Smotherman said county GOP Chairman Austin Maxwell lost his temper at Robinson’s question and started cussing and banging his gavel.
“As soon as he (Robinson) got started, Austin showed poor anger management skills. … One GD was all it took for me and I left,” Smotherman said.
“I was hoping I would see the Republican Party trying to bring people together … We need to work together to solve our big issues,” Smotherman said, adding he was disappointed in Maxwell’s leadership after witnessing the meeting.

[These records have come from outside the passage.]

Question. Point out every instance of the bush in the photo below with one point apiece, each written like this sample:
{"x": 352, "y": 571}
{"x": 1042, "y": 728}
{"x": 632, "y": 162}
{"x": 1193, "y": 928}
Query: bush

At issue was an e-mail by Rudd, who is also an executive committeeman with the state party, to Republican Primary candidates Richard Garvin, Dawn White and Ryan Harring, along with incumbents state Sen. Jim Tracy, Reps. Joe Carr, Rick Womick and Mike Sparks about events and questionnaires from outside organizations purported to “vet” Republican candidates.
“I urge you not to participate in this unauthorized ‘vetting’ process,” Rudd wrote. “No organization outside the Republican Party has the right or responsibility to vet, interview or determine who the Republican Party’s nominee should be.”

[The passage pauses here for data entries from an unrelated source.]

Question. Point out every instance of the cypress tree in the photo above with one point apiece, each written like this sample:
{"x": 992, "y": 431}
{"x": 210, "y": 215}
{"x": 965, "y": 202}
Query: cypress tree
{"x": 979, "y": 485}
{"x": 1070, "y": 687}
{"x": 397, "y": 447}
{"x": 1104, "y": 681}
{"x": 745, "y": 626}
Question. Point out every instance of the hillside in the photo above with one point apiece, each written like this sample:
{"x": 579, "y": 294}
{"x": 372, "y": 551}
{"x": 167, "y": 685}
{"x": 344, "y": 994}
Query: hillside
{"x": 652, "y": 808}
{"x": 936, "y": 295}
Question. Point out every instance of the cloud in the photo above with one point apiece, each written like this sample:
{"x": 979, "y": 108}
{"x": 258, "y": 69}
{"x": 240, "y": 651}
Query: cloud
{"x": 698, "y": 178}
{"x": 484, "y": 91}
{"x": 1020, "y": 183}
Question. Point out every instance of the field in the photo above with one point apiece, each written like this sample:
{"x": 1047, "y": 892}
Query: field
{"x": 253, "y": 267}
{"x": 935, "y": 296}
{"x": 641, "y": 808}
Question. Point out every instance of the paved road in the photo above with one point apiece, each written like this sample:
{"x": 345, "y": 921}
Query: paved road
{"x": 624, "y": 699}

Rudd went on to say the two conservative groups were trying to “interfere with another organization’s process” and implied it was a “power grab.”
Rutherford County Tea Party President Chris Beach said the group wasn’t trying to grab any power from the local GOP, it was only trying to get information out to voters.

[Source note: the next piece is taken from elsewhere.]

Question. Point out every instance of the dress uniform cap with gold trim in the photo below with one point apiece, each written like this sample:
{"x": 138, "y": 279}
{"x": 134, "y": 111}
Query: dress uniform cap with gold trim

…Beach said Tennessee Republican Party Chairman Chris Devaney doesn’t support Rudd’s position, but state party Executive Director Adam Nickas stopped short of criticizing Rudd.
“Tim Rudd is a respected member of the state Republican party …” Nickas said. “Tim expressed his opinion, and he is well within his rights, according to our bylaws, to do that.”
But then Nickas didn’t want to criticize the Tea Party either.
“We have the greatest respect for the Tea Party and share many of their ideals. They played a major role in our success in 2010,” Nickas said.
Hat tip: Pat Nolan.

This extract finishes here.